# Riemann Curvature Tensor Symmetries Proof

I am trying to expand $$\varepsilon^{{abcd}} R_{{abcd}}$$ by using four identities of the Riemann curvature tensor:

Symmetry $$R_{{abcd}} = R_{{cdab}}$$ Antisymmetry first pair of indicies $$R_{{abcd}} = - R_{{bacd}}$$ Antisymmetry last pair of indicies $$R_{{abcd}} = - R_{{abdc}}$$ Cyclicity $$R_{{abcd}} + R_{{adbc}} + R_{{acdb}} = 0$$

From what I understand, the terms should cancel out and I should end up with is $$\varepsilon^{{abcd}} R_{{abcd}} = 0.$$

$$\begin{array}{l} \varepsilon^{{abcd}} R_{{abcd}} = R_{\left[ {abcd} \right]} = \frac{1}{4!} \left( \underset{- R_{{dcab}}}{\underset{+ R_{{cdab}}}{\underset{- R_{{abdc}}}{\underset{{\color{dark green} + R_{{badc}}}}{\underset{- {\color{red} {\color{black} R_{{bacd}}}}}{{\color{blue} R_{{abcd}}}}}}}} + \underset{{\color{magenta} - R_{{adbc}}}}{\underset{{\color{red} + R_{{cbad}}}}{\underset{- R_{{cbda}}}{\underset{+ R_{{bcda}}}{{\color{magenta} {\color{black} R_{{dabc}}}}}}}} + \underset{- R_{{abdc}}}{\underset{+ R_{{dcba}}}{\underset{- R_{{cdba}}}{\underset{- R_{{dcab}}}{\underset{{\color{dark green} + R_{{badc}}}}{\underset{- R_{{bacd}}}{\underset{+ R_{{abcd}}}{R_{{cdab}}}}}}}}} + \underset{+ R_{{dabc}}}{\underset{- R_{{cbda}}}{\underset{{\color{red} + R_{{cbad}}}}{\underset{- {\color{blue} {\color{black} R_{{bcad}}}}}{{R_{{bcda}}}}}}} - \underset{- R_{{bdca}}}{\underset{{\color{blue} + R_{{acdb}}}}{\underset{+ R_{{dbca}}}{\underset{- R_{{dbac}}}{\underset{+ R_{{bdac}}}{R_{{acbd}}}}}}} - \underset{{\color{blue} + R_{{adbc}}}}{\underset{- R_{{bcda}}}{\underset{+ {\color{blue} {\color{black} R_{{bcad}}}}_{}}{\underset{{\color{red} - R_{{cbad}}}}{R_{{adcb}}}}}} - \underset{{\color{black} + R_{{abcd}}}}{\underset{- R_{{bacd}}}{\underset{{\color{dark green} + R_{{badc}}}}{R_{{abdc}}}}} - \underset{{\color{magenta} + R_{{abcd}}}}{\underset{- R_{{abdc}}}{\underset{{\color{red} {\color{dark green} + R_{{badc}}}}}{\underset{- {\color{red} {\color{black} R_{{bacd}}}}}{R_{{cdba}}}}}} \right) \end{array}$$
where I can get rid of the blue or the purple terms using cyclicity, but I'm stuck because I cant see how I can get all the terms to cancel.

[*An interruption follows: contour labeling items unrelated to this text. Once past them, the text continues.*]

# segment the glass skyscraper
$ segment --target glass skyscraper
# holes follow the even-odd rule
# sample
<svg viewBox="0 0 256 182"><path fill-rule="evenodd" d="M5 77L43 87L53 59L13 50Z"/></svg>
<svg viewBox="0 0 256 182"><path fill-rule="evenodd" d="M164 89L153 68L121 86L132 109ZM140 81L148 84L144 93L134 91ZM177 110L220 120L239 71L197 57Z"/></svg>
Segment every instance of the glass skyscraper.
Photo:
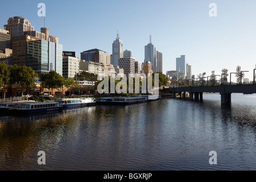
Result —
<svg viewBox="0 0 256 182"><path fill-rule="evenodd" d="M150 43L145 46L145 59L146 63L150 62L151 65L151 69L153 72L157 72L158 71L157 68L157 48L151 42L151 36L150 35Z"/></svg>
<svg viewBox="0 0 256 182"><path fill-rule="evenodd" d="M119 38L118 32L117 39L112 44L112 59L114 65L118 65L118 59L123 57L123 44Z"/></svg>
<svg viewBox="0 0 256 182"><path fill-rule="evenodd" d="M176 71L179 71L181 73L183 73L186 76L186 59L185 55L181 55L181 57L176 58Z"/></svg>
<svg viewBox="0 0 256 182"><path fill-rule="evenodd" d="M62 45L44 40L27 42L26 65L41 75L54 70L62 75Z"/></svg>

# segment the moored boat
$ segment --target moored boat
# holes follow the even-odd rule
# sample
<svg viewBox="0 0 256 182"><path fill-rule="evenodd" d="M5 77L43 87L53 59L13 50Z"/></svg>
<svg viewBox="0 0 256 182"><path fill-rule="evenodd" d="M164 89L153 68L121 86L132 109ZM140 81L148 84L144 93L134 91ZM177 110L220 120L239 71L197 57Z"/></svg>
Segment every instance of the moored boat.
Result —
<svg viewBox="0 0 256 182"><path fill-rule="evenodd" d="M18 103L9 109L13 114L34 113L62 110L62 104L58 102Z"/></svg>
<svg viewBox="0 0 256 182"><path fill-rule="evenodd" d="M9 109L13 108L17 104L35 103L34 101L0 103L0 115L6 115L9 113Z"/></svg>
<svg viewBox="0 0 256 182"><path fill-rule="evenodd" d="M97 104L101 105L128 105L147 102L146 97L103 97L96 101Z"/></svg>
<svg viewBox="0 0 256 182"><path fill-rule="evenodd" d="M63 98L55 101L62 104L63 108L91 106L96 104L94 98Z"/></svg>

The main problem seems to be is that the last term in the cyclicity identity $$\left( R_{{acdb}} \right)$$ can only be acquired from the 5th term $$\left( R_{{acbd}} \right)$$ in the expression i have. After I get rid of 6 terms with cyclicity I was thinking I could get of what remains with some symmetry relationship. Am I going down the wrong path here? Do I need another relationship? Carroll in Introduction to General Relativity'' says in eq 3.83 that all I have to do is expand the expression for $$R_{\left[ {abcd} \right]}$$ and mess with the indicies using the 4 identities to proove that it reduces to zero.
I think that it is only necessary to use the cyclic identity. Contracting both sides with the Levi-Civita, we should have $$0 = (R_{abcd} + R_{adbc} + R_{acdb}) \varepsilon^{abcd} \tag{1}.$$ Let $S = R_{abcd}\varepsilon^{abcd}$. Then $R_{adbc}\varepsilon^{abcd} = -R_{adbc}\varepsilon^{acbd} = R_{adbc}\varepsilon^{adbc} = S$ where the last step is renaming the dummy indices. With the same argument the third term is also equal to $S$, so we (1) says that $3S = 0$.
First, by definition of $\varepsilon$ $$\varepsilon^{{abcd}} R_{{abcd}} = \varepsilon^{{abcd}} R_{{a[bcd]}} =\text{any symmatrization of the indices of R}$$ But \begin{eqnarray}R_{{a[bcd]}} &=&\frac{1}{3!}\bigg\{ R_{abcd}-R_{abdc}+R_{adbc}-R_{adcb}+R_{acdb} -R_{acbd} \bigg\}\;,\\ &=& \frac 1 3 \bigg\{ R_{abcd}+R_{adbc} +R_{acdb}\bigg\}\;,\\ &=& 0\;.\texttt{(by the first Bianchi identity)} \end{eqnarray} So, $$\varepsilon^{{abcd}} R_{{abcd}} = \varepsilon^{{abcd}} R_{{a[bcd]}} =\varepsilon^{{abcd}}\times 0=0\;.\quad\quad\quad\blacksquare$$